Arbeitsweise:

Unter einem Laufhaus versteht man ein meist mehrstöckiges Gebäude in dem vom Betreiber einzelne Zimmer an Prostituierte tageweise vermietet werden.

Die interessierten Kunden laufen an den geöffneten Zimmern vorbei (deswegen Laufhaus), schauen sich das „Angebot“ an Damen an und wählen bei Gefallen die Dame aus mit der sie Zeit verbringen möchten.

Laufhäuser befinden sich meist an stark frequentierten Orten (z.B. in Bahnhofsnähe) und werden oft von Personen betrieben die dem s.g. „Milieu“ zuzurechnen sind.Laufhaus-300x200 in Laufhaus

Trotzdem kann die Arbeit in einem gut geführten Laufhaus natürlich auch seriös sein.

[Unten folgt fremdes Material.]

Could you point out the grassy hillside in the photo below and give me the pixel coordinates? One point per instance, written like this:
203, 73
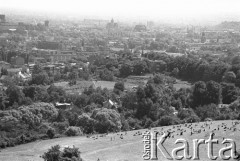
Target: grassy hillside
112, 148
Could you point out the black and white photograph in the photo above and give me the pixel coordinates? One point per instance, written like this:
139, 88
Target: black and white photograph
119, 80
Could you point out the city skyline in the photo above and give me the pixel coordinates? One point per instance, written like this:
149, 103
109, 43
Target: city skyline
173, 11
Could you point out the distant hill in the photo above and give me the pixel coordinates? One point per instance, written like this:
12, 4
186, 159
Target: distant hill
235, 25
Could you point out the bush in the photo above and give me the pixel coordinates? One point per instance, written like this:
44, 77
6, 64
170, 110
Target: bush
51, 133
168, 120
53, 154
73, 131
68, 154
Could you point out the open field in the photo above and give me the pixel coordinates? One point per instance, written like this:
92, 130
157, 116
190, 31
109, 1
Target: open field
181, 84
81, 85
130, 148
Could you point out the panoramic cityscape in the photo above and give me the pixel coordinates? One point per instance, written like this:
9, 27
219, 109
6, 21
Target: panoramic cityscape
114, 80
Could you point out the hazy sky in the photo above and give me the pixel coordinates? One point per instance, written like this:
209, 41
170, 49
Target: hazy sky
172, 10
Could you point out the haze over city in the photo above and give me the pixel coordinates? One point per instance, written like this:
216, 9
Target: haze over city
195, 12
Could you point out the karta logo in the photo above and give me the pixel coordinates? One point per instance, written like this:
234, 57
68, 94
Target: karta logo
152, 146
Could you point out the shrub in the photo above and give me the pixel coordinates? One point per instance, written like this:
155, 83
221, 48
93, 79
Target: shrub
53, 154
73, 131
51, 133
68, 154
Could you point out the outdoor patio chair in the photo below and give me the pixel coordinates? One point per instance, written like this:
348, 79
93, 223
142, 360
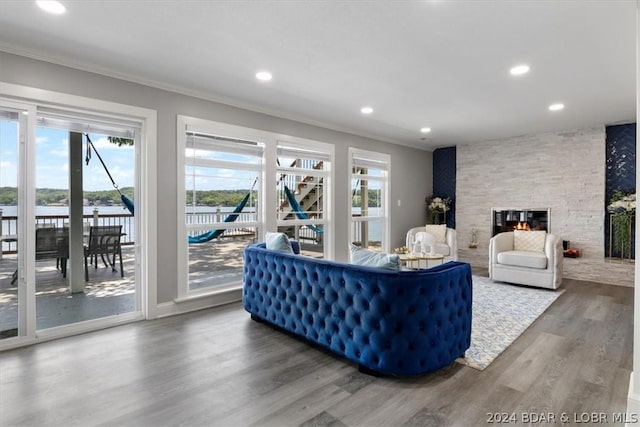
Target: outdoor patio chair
53, 243
104, 240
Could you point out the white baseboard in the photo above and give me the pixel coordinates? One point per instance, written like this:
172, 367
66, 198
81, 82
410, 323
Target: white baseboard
187, 305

Eine Sonderform der Laufhäuser sind s.g. „Schaufenster“ wie z.B. in der Herbertstrasse in Hamburg oder früher in der Frankfurter Breite Gasse.

Dort laufen die Kunden nicht durch die Häuser sondern können die Damen von der Strasse aus in Schaufenstern betrachten und bei Gefallen ins Haus eintreten.

 

Voraussetzungen:

Wie immer gilt auch hier: gepflegt, jung und hübsch schadet nicht.

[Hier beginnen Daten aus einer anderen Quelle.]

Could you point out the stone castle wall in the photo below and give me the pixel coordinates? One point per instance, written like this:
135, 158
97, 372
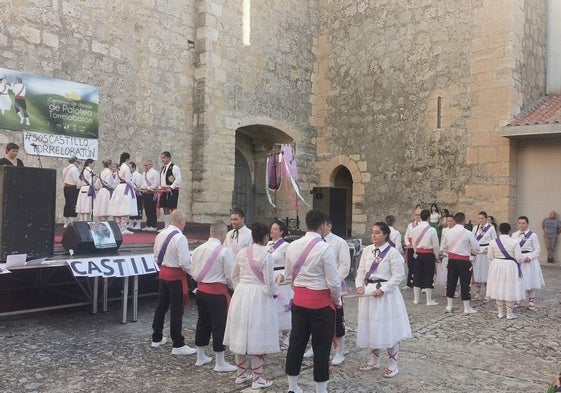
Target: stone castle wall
351, 83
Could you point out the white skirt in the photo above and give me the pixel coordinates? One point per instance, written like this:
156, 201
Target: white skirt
283, 302
101, 203
481, 268
251, 327
503, 282
442, 271
532, 274
122, 204
382, 321
84, 202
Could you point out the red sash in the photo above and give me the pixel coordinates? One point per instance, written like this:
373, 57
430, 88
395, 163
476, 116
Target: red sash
174, 274
215, 288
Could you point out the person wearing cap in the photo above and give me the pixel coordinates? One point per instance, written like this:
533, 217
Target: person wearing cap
70, 178
11, 158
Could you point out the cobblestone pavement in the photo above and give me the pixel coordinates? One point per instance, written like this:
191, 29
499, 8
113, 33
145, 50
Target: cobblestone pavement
74, 351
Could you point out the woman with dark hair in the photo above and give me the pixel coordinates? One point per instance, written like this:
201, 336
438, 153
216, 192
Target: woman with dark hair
434, 219
87, 191
251, 327
277, 248
123, 201
382, 317
504, 283
11, 158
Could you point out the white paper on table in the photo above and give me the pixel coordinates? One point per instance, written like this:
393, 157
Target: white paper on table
15, 260
38, 261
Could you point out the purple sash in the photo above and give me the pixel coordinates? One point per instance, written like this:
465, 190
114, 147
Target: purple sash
302, 258
91, 189
258, 273
377, 262
128, 188
508, 256
206, 268
525, 238
276, 245
483, 231
165, 247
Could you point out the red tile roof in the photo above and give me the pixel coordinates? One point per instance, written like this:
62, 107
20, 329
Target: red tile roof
546, 110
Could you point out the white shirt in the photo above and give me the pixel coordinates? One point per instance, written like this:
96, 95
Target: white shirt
408, 233
489, 235
319, 271
71, 175
429, 239
279, 253
395, 237
106, 179
151, 179
237, 239
221, 270
177, 254
176, 174
460, 241
242, 272
342, 252
511, 247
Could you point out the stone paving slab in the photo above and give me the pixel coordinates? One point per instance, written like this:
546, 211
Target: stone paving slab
74, 351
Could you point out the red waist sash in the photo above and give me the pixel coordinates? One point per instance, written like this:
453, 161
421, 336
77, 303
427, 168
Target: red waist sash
313, 299
174, 274
215, 288
451, 255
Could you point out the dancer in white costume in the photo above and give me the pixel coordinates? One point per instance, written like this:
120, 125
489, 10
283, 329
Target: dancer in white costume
531, 269
277, 248
505, 283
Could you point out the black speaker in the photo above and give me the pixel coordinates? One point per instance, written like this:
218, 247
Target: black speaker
92, 237
27, 215
333, 201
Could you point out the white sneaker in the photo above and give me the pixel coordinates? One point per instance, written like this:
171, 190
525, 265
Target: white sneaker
157, 344
261, 383
225, 368
242, 378
337, 360
309, 353
184, 350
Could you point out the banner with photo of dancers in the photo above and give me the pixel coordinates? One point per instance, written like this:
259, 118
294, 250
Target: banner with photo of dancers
48, 106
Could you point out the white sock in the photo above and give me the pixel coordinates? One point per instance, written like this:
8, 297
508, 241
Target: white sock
341, 346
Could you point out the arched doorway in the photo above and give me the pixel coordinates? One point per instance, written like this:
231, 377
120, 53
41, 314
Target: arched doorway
342, 178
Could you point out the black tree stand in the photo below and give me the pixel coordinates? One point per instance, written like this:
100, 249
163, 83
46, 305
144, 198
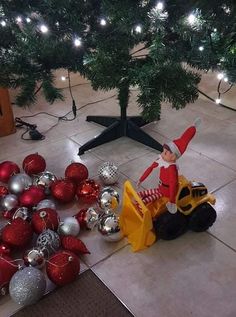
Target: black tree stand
120, 126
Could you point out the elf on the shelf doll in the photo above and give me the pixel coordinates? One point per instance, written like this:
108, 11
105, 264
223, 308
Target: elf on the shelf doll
168, 179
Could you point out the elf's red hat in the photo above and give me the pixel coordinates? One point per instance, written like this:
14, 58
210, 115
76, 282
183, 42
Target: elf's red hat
179, 146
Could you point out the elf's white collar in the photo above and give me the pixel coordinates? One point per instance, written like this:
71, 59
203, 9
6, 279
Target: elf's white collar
162, 163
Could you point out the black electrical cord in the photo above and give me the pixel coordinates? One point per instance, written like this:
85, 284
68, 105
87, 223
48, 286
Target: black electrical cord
31, 128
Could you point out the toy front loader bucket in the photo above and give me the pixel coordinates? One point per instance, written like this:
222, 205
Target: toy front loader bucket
136, 220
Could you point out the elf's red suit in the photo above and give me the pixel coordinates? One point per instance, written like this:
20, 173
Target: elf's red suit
168, 183
168, 179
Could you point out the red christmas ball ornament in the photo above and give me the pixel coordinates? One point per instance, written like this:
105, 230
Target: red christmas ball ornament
63, 190
18, 233
32, 196
4, 249
87, 191
3, 191
34, 164
63, 267
77, 172
74, 244
45, 218
7, 270
7, 169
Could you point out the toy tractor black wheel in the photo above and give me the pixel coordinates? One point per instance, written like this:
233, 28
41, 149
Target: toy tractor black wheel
170, 226
202, 218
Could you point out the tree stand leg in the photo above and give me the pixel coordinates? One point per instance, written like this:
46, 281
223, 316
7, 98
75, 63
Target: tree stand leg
116, 128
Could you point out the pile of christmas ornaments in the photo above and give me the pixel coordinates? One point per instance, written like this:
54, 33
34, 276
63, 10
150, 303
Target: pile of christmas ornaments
34, 229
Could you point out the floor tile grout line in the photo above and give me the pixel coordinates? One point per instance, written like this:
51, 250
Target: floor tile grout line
114, 293
200, 153
221, 241
107, 257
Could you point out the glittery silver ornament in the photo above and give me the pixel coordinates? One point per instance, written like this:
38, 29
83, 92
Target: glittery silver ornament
91, 218
21, 212
46, 203
45, 178
108, 173
27, 286
108, 199
48, 241
109, 228
34, 257
18, 183
9, 202
69, 227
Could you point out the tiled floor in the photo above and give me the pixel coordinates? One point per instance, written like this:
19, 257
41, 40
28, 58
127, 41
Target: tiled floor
194, 275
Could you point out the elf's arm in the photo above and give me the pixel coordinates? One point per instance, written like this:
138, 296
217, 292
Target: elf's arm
148, 172
173, 183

Vor allem da der Kunde in kurzer Zeit eine große Auswahl an Damen zu sehen bekommt.

Ähnlich wie beim Straßenstrich und im FKK-Club musst Du auch hier Deine potentiellen Kunden selbst ansprechen und von Deinen Qualitäten überzeugen.

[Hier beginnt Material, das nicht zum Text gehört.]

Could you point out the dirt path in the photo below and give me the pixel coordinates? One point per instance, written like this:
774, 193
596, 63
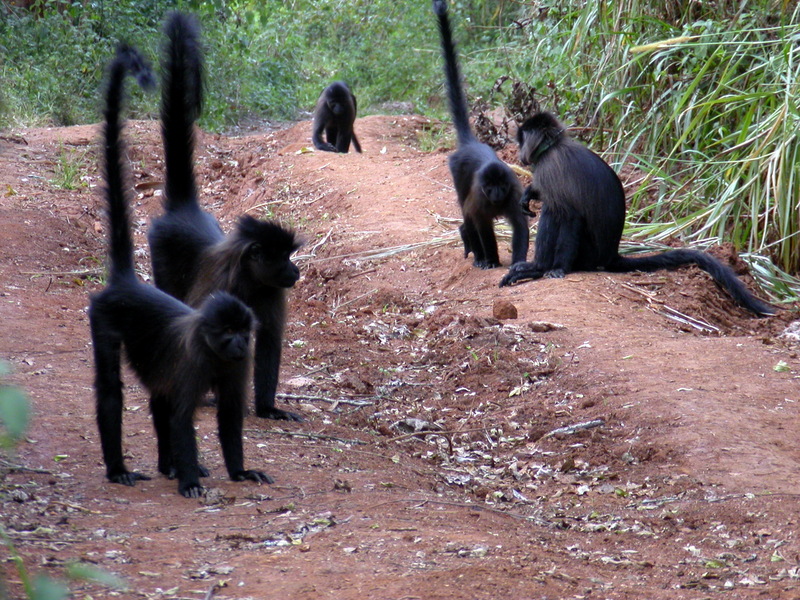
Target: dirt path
688, 487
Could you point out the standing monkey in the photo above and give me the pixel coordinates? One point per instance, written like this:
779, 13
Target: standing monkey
191, 255
177, 352
486, 187
334, 116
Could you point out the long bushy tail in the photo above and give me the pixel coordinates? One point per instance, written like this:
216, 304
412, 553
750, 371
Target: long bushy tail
127, 60
181, 104
455, 91
721, 274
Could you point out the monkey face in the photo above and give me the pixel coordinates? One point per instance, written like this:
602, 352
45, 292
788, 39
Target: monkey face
271, 267
226, 326
336, 108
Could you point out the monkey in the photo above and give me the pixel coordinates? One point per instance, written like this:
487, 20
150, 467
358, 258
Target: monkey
334, 115
583, 215
191, 256
177, 352
486, 187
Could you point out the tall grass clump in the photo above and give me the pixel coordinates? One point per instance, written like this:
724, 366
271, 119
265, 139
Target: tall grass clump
703, 100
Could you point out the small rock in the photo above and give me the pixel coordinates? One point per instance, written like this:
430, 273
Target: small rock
503, 309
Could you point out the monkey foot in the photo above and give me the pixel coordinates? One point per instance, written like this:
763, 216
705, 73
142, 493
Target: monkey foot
128, 478
252, 475
278, 415
191, 490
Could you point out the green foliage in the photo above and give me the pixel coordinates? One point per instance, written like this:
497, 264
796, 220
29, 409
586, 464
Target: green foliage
712, 119
70, 168
14, 419
14, 411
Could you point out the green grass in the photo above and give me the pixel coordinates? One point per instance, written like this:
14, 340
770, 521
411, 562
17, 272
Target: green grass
711, 120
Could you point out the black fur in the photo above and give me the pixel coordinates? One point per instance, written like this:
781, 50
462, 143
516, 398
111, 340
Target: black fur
486, 187
583, 214
178, 353
334, 116
191, 256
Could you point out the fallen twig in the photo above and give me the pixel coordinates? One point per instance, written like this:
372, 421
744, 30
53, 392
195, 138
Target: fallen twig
324, 399
571, 429
310, 436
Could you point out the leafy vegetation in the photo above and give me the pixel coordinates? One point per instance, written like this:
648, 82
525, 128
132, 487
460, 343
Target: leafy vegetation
14, 419
701, 97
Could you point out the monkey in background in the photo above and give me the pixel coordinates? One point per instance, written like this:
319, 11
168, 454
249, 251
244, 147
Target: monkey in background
334, 116
486, 187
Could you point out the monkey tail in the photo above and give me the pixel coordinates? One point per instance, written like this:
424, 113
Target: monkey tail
127, 60
455, 91
181, 105
721, 274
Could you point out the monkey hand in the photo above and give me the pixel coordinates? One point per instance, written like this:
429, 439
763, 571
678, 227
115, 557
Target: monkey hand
486, 264
277, 414
248, 475
191, 489
327, 147
128, 478
519, 271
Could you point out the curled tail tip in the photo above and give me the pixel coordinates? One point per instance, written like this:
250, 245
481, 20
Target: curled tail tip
137, 65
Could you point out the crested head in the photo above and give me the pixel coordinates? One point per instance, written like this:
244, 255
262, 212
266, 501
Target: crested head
222, 310
537, 135
269, 234
226, 325
267, 248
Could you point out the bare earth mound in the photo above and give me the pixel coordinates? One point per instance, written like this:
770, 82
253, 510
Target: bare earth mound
431, 464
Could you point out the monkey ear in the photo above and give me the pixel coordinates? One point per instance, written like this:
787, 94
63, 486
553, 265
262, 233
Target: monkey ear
253, 250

Also eher für erfahrene Profis geeignet.

 

Vergütung:

Die Vergütung für Deine Leistung handelst Du mit dem Kunden selbst aus.

Dabei gibt es natürlich auch „ortsübliche“ Preise, an die Du dich halten solltest.

D.h. wenn die Mehrzahl der Damen z.B. 50€ für Sex verlangt, wirst Du einfach keine Gäste haben wenn Du das Doppelte haben möchtest.

Normalerweise beginnen die Preise in Laufhäuser bereits ab 25€ und es werden selten mehr als 50€ verlangt.

Es gibt in Laufhäusern keine Provisionsmodelle, sondern Du bezahlst eine Tagesmiete an den Betreiber. Diese liegt im Mittel bei ca. 130€/Tag.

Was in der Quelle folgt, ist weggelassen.